于是,這群在哈爾濱把活人叫“原木”的畜生,搖身一變,全都洗白了。
你要去查查戰后日本醫學界的名單,能嚇出一身冷汗。
731的病理課長岡本耕造,成了京都大學醫學部長;細菌課長田宮猛雄,當了日本醫學會會長。
最絕的是那個石川太刀雄丸,那個一邊聊魚丸一邊剖人心的劊子手,竟然一路高升,最后干到了金澤大學的校長。

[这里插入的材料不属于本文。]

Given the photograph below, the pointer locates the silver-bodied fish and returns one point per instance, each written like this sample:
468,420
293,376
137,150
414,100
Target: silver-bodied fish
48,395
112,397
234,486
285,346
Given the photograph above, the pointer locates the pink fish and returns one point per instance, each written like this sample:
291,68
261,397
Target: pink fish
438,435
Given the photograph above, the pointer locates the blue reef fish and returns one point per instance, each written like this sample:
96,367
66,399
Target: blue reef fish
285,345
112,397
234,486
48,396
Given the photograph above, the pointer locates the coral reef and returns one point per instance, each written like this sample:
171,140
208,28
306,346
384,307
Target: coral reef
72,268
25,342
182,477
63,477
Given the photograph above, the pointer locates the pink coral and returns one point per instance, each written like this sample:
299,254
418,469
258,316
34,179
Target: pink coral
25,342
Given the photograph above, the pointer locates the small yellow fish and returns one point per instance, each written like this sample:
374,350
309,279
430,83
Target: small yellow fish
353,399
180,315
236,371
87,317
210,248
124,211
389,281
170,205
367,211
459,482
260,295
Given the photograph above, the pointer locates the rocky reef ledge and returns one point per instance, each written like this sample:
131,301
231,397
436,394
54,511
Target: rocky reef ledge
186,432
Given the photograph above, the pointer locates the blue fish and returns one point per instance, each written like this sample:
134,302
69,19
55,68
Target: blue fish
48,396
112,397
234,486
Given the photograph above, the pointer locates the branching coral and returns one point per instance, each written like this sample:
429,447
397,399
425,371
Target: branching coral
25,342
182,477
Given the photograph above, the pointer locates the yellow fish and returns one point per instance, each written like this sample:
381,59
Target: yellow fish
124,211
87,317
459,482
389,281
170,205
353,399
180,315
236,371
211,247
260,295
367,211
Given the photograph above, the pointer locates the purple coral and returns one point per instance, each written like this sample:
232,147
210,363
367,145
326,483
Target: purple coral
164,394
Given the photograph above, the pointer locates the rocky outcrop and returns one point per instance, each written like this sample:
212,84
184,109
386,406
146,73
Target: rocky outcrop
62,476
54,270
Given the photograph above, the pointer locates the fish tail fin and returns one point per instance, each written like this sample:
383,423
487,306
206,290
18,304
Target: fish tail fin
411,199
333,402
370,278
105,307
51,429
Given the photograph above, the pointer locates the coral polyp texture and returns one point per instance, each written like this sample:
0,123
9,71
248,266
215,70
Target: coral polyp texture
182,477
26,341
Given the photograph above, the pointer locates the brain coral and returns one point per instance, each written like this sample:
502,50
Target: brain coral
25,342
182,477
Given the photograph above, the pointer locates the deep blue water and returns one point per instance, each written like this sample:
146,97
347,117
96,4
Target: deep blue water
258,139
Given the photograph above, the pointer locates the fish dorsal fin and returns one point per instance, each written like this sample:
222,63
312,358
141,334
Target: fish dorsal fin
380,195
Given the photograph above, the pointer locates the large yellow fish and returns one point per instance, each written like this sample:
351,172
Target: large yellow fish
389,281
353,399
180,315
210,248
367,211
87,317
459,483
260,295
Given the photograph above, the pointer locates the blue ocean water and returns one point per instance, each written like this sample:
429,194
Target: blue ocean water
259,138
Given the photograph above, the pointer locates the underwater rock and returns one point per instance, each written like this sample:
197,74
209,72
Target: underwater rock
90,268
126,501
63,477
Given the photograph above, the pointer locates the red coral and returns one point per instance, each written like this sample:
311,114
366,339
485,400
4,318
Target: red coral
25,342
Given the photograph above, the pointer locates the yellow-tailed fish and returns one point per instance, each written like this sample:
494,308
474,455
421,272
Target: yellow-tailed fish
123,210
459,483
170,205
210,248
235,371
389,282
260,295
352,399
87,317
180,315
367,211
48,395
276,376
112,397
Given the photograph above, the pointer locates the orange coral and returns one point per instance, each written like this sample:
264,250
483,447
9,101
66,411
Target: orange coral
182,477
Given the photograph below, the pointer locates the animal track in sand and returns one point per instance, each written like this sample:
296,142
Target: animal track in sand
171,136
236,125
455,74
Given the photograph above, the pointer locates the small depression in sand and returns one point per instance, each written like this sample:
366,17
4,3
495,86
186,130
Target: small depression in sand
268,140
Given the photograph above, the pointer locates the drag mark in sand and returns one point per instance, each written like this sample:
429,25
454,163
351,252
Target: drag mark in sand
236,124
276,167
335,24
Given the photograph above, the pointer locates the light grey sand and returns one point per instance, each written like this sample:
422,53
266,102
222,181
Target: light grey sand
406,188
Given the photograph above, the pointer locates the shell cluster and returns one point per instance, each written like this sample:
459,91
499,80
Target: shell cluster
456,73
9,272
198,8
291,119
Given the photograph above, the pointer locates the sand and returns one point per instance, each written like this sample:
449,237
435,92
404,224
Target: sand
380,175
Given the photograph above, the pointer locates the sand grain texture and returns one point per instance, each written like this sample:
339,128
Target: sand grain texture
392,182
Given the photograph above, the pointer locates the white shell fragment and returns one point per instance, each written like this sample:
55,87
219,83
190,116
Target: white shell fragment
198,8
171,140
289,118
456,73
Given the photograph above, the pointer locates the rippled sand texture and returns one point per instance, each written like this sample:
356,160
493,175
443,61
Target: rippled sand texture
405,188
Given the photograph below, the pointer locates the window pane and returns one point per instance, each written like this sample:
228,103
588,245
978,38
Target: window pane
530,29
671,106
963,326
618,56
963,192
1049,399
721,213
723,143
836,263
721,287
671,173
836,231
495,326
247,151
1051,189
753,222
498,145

這些衣冠楚楚的教授,腳底下踩著的,全是咱中國人的骨頭渣子。
那個當年遞棉球的少年小目塚義,后來反而沒當成醫生。
這或許是老天爺唯一的仁慈,沒讓他徹底爛透,晚年還能站出來說句真話。
想想看,這幫手里沾滿鮮血的家伙,戰后穿著西裝,在大學講臺上道貌岸然地教書育人,一直活到82歲壽終正寢。
日本政府死活不認賬,甚至想把這段刪干凈,為啥?
因為這要是認了,日本戰后醫學界的祖墳就被刨了。
他們的學術大廈,地基全是黑的。
石川太刀雄丸死的時候是1988年,那顆在秤盤上跳了兩分鐘的心臟,再也沒人提起了。